2 aprile 2011: Ai WeiWei viene arrestato dalla polizia di Pechino presso l’aeroporto: è in partenza per Hong Kong.

Così si apre la triste vicenda di quest’uomo, nato il 28 agosto 1957, artista, designer e attivista cinese.

Ai WeiWei, figlio del poeta Ai Qing, si diplomò all’Accademia del Cinema, ma da subito si dedicò alla pittura e all’arte in genere. Trasferitosi a New York per alcuni anni, frequentò due prestigiose scuole, fondamentali per la sua formazione: dapprima la Parsons The New School For Design e in seguito la Art Students League.

Solo nel 1993 ritornò in Cina per assistere il padre malato; durante questo periodo collaborò alla fondazione della East Village di Pechino, una comunità di artisti d’avanguardia.

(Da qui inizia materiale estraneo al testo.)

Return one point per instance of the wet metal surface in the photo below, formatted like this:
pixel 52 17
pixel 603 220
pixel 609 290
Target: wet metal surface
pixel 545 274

Fu proprio il suo operato in qualità di attivista ad assicurargli pochi anni più tardi la detenzione: nel 2009 il suo blog venne chiuso dalle autorità statali: la sua opposizione al regime cinese, espressa mediante forme artistiche provocatorie e testi in prosa dal carattere critico, gli costò 81 giorni di reclusione, dal 2 aprile al 22 giugno 2011.

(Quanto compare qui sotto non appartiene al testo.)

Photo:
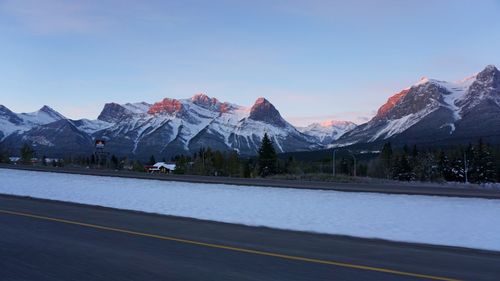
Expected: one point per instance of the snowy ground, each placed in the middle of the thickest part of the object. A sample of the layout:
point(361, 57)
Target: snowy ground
point(466, 222)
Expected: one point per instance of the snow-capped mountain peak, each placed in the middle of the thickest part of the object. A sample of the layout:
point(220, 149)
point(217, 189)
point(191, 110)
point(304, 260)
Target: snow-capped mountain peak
point(432, 109)
point(327, 131)
point(264, 111)
point(166, 106)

Durante il periodo di detenzione, molti tra i principali musei d’arte al mondo (tra cui il Tate Modern di Londra) lanciarono una petizione online i cui scopi erano: 1) esprimere preoccupazione nel vedere minacciati i diritti e la libertà di espressione in Cina; 2) auspicare la liberazione dell’artista.

La questione sta nel riflettere su alcuni aspetti: quanto, in qualità di individui, possiamo ritenerci liberi nel sistema economico-politico-culturale attuale? Quanto siamo condizionati da convenzioni sociali di ogni genere, imposteci dai mass-media, o da una radicale forma di pensiero, sviluppatasi nel corso degli anni e radicatasi così fervidamente nel tessuto sociale, tale da divenire uno degli aspetti maggiormente presi in considerazione nell’analisi antropologica delle società?

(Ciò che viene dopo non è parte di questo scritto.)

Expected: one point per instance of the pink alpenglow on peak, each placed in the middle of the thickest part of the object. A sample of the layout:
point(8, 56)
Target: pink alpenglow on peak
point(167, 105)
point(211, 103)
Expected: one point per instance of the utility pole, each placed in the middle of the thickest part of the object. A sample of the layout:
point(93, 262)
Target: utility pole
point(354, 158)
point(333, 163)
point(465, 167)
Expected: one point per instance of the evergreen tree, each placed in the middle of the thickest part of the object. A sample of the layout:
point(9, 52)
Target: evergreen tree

Una delle possibili risposte ci viene fornita proprio dall’opera di Ai WeiWei: la sua arte fu reinterpretazione, rielaborazione di quanto accadeva e accade tuttora nella cultura contemporanea e nell’arena sociale e politica.

Le accuse di reato economico che lo riguardarono furono, con grande probabilità, solo propaganda, un mero pretesto utilizzato dal governo cinese per mettere a tacere i dissidenti della “rivoluzione dei gelsomini” cinese.

Ai Wei Wei, nel periodo di detenzione, produsse forti lavori: da queste opere si percepirono difficoltà e pericolo, scaturiti dal desiderio di maggior libertà; e forse, proprio in tutto ciò consistette la fama di questo straordinario artista, nella semplice responsabilità di dare corpo ad uno dei diritti fondamentali dell’uomo: la libertà di parola.